Come dicevo prima, mi ero già spostato sulle corse in natura più autosufficienti possibile. Perchè nell'autosufficienza non c’è solo un impegno fisico, ma strategia, preparazione, studio, ragionamento, navigazione…
Nel 2014 corsi la prima Grande Corsa Bianca edizione 0 di prova ad invito e nessuno dei 30 partecipanti aveva ben chiaro cosa fosse trainare per 170km con 7000D+ una pulka sulla neve.
Quella corsa fu interrotta dopo 70 km per via di valanghe dopo un calvario di 25 ore di nevicata fitta e neve che arrivava anche al ginocchio.
L’edizione 1 e 2 della Grande Corsa Bianca invece mi trovò molto più preparato. Rovaniemi 150 rimaneva un sogno. Che però decisi di cavalcare.
4) Come si prepara un’avventura del genere e cosa lascia addosso dopo averla portata a termine?
Sulla carta sembrava più semplice, meno dislivello, più scorrevole. Sei pur sempre al circolo polare artico, a temperature che all’improvviso possono balzare a -30 -40, tempeste di neve e ghiaccio che possono tagliare orecchie e naso se non li copri all’istante, dita di mani e piedi a costante rischio. Ristori assenti e soli check point di acqua calda, quando sei all’aperto per ore fermarsi in una struttura calda chiusa per qualche mezz’ora a cambiarsi può davvero fare la differenza. Un'avventura sicuramente apparentemente più facile come percorso, ma non come ambiente. Mi iscrissi senza lasciare nulla al caso: ore di preparazione fisica, logistica, cerniere, gps, alimentazione, cintura di traino, resilienza statica sotto la bufera, nessun aspetto sottovalutato. 200 km a settimana, qualche prova di traino, prova materiali sotto stress maniacale. Resistenza al bagnato di giacche guanti, scarpe, calzini; reazioni dei vari cibi al freddo; traino della slitta; preparazione di addominali e schiena mediante esercizi di core stability due volte la settimana. Manualità in condizioni di stress delle lampo, con i vari tipi di guanti (a casa ho 60 paia di guanti diversi a seconda della loro funzione, e solo a Rovaniemi ne avevo 3 indosso contemporaneamente e 8 tra indosso e nella slitta). E’ andata… e bene! Con molta umiltà sono andato in Lapponia per finirla tenendo presente il tempo massimo di 46 ore, e caricando la pulka di cibo per stare fuori due notti. Invece in 24 ore ho vinto la gara e ho stabilito il nuovo record del percorso.

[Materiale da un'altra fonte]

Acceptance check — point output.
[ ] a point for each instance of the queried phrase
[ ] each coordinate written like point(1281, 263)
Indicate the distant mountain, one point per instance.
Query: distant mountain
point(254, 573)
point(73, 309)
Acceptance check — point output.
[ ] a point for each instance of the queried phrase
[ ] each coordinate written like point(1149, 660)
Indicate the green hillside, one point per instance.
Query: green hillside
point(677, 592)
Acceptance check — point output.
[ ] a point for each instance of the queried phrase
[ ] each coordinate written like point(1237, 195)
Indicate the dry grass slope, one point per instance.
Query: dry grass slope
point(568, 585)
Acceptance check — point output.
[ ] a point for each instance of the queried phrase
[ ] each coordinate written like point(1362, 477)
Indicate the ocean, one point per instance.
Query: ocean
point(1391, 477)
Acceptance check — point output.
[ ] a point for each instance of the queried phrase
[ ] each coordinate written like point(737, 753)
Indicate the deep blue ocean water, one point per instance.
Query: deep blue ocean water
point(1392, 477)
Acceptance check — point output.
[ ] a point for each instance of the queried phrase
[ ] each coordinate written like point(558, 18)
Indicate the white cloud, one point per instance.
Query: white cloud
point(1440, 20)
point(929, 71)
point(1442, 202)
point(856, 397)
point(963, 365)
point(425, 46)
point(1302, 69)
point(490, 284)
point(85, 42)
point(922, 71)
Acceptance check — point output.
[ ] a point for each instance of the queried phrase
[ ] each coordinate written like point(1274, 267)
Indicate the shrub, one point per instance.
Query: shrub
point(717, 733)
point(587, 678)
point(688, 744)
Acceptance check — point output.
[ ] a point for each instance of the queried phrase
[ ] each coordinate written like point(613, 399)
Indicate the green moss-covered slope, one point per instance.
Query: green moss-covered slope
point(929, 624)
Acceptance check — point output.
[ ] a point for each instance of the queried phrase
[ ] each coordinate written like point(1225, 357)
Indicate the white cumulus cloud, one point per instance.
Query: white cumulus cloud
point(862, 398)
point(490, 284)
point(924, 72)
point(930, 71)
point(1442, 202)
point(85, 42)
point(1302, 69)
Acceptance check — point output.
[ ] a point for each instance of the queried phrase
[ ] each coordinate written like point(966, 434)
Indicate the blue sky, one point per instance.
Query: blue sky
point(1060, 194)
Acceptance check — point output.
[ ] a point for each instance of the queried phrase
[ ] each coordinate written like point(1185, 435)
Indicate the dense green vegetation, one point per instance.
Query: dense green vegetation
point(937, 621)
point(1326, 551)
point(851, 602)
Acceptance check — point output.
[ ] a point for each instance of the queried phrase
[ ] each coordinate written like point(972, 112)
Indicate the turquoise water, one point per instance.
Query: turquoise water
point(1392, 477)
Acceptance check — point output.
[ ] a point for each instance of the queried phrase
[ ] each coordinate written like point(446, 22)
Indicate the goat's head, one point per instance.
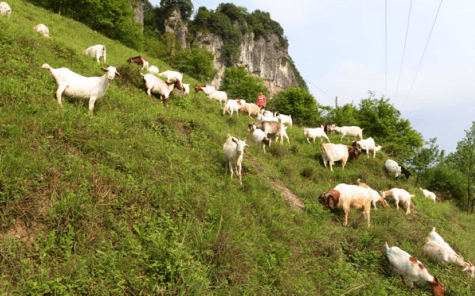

5) In futuro che programmi hai?
Ho sempre sognato anche prima di iniziare le avventure bianche l Alaska, Jack London, Zanna Bianca ma soprattutto Chris McCandless e il suo Magic Bus. L’Iditarod è una corsa di 1800 km che collega una parte all’altra l’Alaska. Il progetto era di correre questa gara nel 2020. Quest’anno sono iscritto alla gara più corta, di 130miglia, per avvicinarmi al grande freddo e alla grande solitudine di questo territorio incredibile come l’Alaska. Non andrò! Ho scelto di avere altre priorità e quando la testa non è pronta al 10000 per mille per queste sfide, si può anche arrivare a rischiare la vita. Nel 2018 correrò l’ultratrail della Via degli Dei che collega la mia Bologna a Firenze sul classico sentiero che da decenni vede il pellegrinaggio di camminatori da tutto il mondo. Vorrei correre sull’Etna e scalare il Cervino
6) Tu che sei un esperto di ultramaratona, che consigli ti sentiresti di dare a chi vorrebbe provare un’ultra per la prima volta?
Ricordando come mi sono avvicinato all’ultramaratona potrei essere l’ultima persona che potrebbe dare consigli. Da ultramaratoneta da 20 anni, il consiglio che posso dare è di avvicinarsi per gradi, di allenarsi e gareggiare distanze in base all’allenamento fatto perché farsi male è molto facile. Chi si avvicina alle ultra in natura, prima deve provare a stare in giro in montagna senza pettorale di gara e in autosufficienza e deve conoscere la montagna, la natura e se stesso al meglio. Non si deve dimostrare nulla a nessuno tranne a se stessi e non è il numero di km fatti o il numero di maratone o ultra che dà il valore di una persona.